La décision « Société Area Impianti » du 20 décembre 2017 (CE 20 décembre 2017, Société Area Impianti, n° 408562) illustre que le Conseil d’Etat ne s’oppose pas à ce que les parties s’accordent sur un avenant transformant un prix révisable en un prix ferme, modifiant ainsi le mécanisme de variation des prix convenu initialement. Relevons toutefois que dans cette affaire, l’avenant en question est intervenu peu avant la fin du marché et qu’il était favorable à l’acheteur.
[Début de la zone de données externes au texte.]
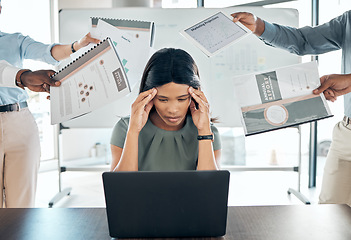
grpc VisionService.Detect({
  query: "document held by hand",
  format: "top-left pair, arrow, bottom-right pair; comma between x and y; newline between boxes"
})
181,12 -> 251,57
90,17 -> 155,47
50,38 -> 131,125
233,61 -> 333,136
90,19 -> 152,89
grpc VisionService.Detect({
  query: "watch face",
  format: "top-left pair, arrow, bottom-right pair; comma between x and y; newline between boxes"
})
198,135 -> 214,141
264,104 -> 289,126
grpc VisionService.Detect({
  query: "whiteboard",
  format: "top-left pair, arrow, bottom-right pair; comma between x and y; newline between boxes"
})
58,7 -> 299,128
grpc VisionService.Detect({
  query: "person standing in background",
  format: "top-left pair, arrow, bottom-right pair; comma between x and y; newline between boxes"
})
0,0 -> 100,207
232,11 -> 351,206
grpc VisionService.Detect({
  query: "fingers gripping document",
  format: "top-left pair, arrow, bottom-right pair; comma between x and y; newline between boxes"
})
181,12 -> 251,57
91,19 -> 151,88
233,61 -> 333,136
72,18 -> 153,89
50,38 -> 131,125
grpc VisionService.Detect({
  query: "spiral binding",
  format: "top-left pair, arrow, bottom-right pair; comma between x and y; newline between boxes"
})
90,17 -> 152,31
90,16 -> 151,24
52,37 -> 110,78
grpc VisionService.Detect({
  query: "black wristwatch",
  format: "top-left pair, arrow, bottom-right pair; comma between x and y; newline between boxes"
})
197,134 -> 214,141
71,41 -> 77,53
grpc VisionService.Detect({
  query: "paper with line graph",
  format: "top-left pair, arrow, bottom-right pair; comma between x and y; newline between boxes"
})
181,12 -> 251,57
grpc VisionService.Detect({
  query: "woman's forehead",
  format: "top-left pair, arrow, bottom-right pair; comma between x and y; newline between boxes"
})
156,82 -> 189,96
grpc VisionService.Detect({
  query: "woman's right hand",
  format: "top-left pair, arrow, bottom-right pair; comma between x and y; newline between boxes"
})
129,88 -> 157,133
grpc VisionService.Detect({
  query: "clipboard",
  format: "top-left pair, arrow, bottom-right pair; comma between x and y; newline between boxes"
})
181,12 -> 251,57
50,37 -> 131,125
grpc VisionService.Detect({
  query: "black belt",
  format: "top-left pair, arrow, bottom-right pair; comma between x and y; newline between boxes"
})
343,116 -> 351,126
0,102 -> 28,112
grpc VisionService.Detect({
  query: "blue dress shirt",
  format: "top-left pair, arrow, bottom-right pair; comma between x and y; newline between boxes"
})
0,31 -> 58,105
259,10 -> 351,118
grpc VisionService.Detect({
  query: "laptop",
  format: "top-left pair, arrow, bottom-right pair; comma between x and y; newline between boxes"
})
102,170 -> 230,238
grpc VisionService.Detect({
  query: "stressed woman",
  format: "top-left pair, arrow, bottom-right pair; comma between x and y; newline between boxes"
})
110,48 -> 221,171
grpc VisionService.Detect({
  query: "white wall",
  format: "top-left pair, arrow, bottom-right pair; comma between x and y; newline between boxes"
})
58,0 -> 113,9
57,0 -> 153,9
61,128 -> 112,161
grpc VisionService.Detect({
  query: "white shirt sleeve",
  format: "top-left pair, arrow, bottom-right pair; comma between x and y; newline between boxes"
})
0,60 -> 21,88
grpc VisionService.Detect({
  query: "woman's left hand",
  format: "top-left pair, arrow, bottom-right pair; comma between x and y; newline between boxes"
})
188,87 -> 212,134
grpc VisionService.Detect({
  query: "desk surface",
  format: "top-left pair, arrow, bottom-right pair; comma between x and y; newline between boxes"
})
0,205 -> 350,240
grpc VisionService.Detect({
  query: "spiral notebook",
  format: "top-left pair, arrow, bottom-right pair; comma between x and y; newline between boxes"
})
50,37 -> 131,125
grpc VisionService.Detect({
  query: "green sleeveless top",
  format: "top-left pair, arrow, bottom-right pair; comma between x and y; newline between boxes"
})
110,114 -> 221,171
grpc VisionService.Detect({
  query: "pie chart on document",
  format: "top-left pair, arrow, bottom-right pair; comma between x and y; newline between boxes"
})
264,105 -> 289,126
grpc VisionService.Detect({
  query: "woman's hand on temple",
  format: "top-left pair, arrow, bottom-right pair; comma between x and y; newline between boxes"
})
188,87 -> 212,135
129,88 -> 157,133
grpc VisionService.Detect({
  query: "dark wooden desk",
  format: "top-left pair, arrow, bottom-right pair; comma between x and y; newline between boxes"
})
0,205 -> 350,240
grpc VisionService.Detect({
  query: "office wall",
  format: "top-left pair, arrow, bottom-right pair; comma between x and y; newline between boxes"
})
58,0 -> 113,9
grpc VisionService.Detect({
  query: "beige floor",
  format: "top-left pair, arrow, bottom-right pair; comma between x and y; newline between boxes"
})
35,167 -> 321,208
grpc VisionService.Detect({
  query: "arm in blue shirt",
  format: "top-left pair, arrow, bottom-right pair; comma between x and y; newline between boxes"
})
260,11 -> 349,56
17,34 -> 58,65
0,31 -> 58,68
16,32 -> 100,64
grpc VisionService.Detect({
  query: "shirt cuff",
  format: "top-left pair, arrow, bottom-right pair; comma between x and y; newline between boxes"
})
259,20 -> 277,43
2,64 -> 21,88
46,43 -> 60,66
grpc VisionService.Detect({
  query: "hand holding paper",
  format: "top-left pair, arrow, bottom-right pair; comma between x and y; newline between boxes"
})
233,61 -> 333,136
181,12 -> 251,57
313,73 -> 351,102
74,32 -> 101,50
20,69 -> 59,93
50,38 -> 131,124
90,19 -> 152,88
231,12 -> 265,36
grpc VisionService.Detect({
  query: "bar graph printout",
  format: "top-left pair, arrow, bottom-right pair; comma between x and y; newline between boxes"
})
181,12 -> 251,57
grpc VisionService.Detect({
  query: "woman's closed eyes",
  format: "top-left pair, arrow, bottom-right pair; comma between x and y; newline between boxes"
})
156,95 -> 190,103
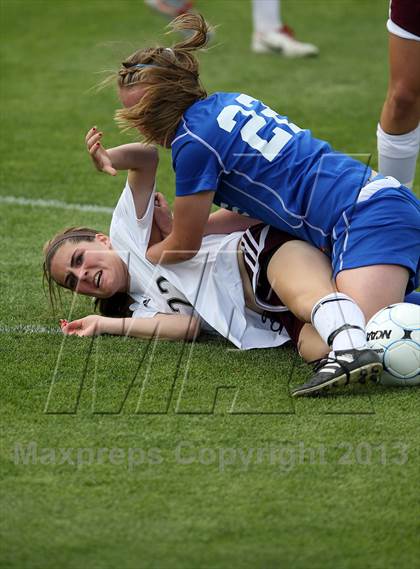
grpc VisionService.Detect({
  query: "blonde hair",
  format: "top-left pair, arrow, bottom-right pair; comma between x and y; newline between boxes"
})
114,13 -> 210,146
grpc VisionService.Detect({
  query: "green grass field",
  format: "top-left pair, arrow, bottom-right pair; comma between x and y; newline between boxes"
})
1,1 -> 419,568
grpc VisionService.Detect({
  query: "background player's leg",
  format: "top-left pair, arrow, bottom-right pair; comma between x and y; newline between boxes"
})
335,264 -> 409,321
251,0 -> 318,57
144,0 -> 193,17
252,0 -> 280,34
381,35 -> 420,133
378,34 -> 420,188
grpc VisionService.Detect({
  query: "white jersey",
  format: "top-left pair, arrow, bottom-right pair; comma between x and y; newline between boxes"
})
109,180 -> 291,350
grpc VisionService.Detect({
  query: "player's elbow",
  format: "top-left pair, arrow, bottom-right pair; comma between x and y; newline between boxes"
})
171,235 -> 202,261
141,144 -> 159,165
177,248 -> 199,262
149,146 -> 159,166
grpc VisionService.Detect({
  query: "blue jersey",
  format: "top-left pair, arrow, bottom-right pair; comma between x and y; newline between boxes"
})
172,92 -> 372,250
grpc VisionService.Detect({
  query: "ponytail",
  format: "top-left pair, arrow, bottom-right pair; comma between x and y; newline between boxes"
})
114,13 -> 211,146
169,12 -> 210,52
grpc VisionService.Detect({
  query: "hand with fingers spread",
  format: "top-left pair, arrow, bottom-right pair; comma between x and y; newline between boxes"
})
153,192 -> 173,238
85,127 -> 117,176
60,315 -> 104,337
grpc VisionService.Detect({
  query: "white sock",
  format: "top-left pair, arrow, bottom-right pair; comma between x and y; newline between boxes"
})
377,123 -> 420,189
252,0 -> 282,34
311,293 -> 367,353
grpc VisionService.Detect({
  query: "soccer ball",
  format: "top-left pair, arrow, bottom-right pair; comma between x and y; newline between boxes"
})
366,303 -> 420,386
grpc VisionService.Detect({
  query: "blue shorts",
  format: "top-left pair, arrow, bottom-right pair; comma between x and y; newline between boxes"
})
331,178 -> 420,293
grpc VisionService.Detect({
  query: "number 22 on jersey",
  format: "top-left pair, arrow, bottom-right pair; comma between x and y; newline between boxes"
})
216,94 -> 301,162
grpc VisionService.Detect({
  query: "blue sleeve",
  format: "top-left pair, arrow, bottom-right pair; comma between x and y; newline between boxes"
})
173,139 -> 222,196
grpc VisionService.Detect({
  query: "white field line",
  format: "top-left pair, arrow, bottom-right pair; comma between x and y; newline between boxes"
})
0,195 -> 113,214
0,196 -> 110,335
0,324 -> 61,335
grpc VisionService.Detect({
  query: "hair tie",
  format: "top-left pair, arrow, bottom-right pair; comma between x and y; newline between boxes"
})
122,62 -> 162,70
133,63 -> 162,69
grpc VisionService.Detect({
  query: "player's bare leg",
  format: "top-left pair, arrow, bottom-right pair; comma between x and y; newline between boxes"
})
378,34 -> 420,188
297,324 -> 328,362
266,240 -> 336,321
267,241 -> 382,396
293,264 -> 409,395
380,35 -> 420,134
335,264 -> 409,321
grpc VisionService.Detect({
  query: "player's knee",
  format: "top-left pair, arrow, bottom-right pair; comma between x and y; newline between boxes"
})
387,84 -> 420,121
286,291 -> 317,322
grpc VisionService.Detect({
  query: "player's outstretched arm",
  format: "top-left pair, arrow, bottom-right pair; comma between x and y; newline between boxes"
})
85,126 -> 159,218
85,127 -> 158,175
60,313 -> 201,341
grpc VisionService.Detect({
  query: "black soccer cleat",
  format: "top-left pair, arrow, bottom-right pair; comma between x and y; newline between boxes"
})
292,348 -> 383,397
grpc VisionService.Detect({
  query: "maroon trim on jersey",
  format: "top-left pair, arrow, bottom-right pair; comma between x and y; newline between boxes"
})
241,224 -> 304,346
390,0 -> 420,37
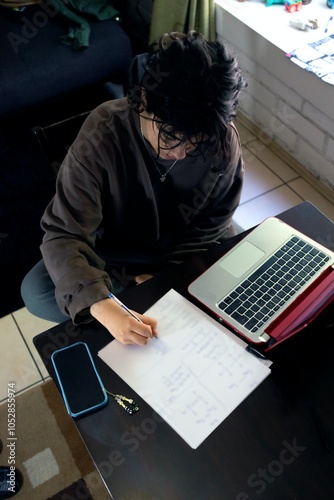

Malgré tout, on peine à imaginer que le Conseil d’Etat aurait jugé autrement si l’avenant avait été favorable à l’entreprise : « que ces dispositions n’ont ni pour objet ni pour effet de faire par principe obstacle à ce que les parties à un marché conclu à prix définitif puissent convenir par avenant, en particulier lorsque l’exécution du marché approche de son terme, de modifier le mécanisme d’évolution du prix définitif pour passer d’un prix révisable à un prix ferme  […] que la cour a pu, sans erreur de droit, considérer que la modification des règles de détermination du prix initial ne constituait pas, par elle-même, un bouleversement de l’économie du marché ».

Plus ancienne, la décision du 17 mars 2010 « commune d’Issy-les Moulineaux » (CE, 17 mars 2010, Commune d’Issy-les-Moulineaux, n° 308676), admet que les parties sont libres d’écarter l’application des clauses du marché, y compris sur la question pourtant sensible des pénalités de retard, élément essentiel des conditions initiales de la mise en concurrence : « Considérant qu’il est toujours loisible aux parties de s’accorder, même sans formaliser cet accord par un avenant, pour déroger aux stipulations du contrat initial, y compris en ce qui concerne les pénalités de retard ».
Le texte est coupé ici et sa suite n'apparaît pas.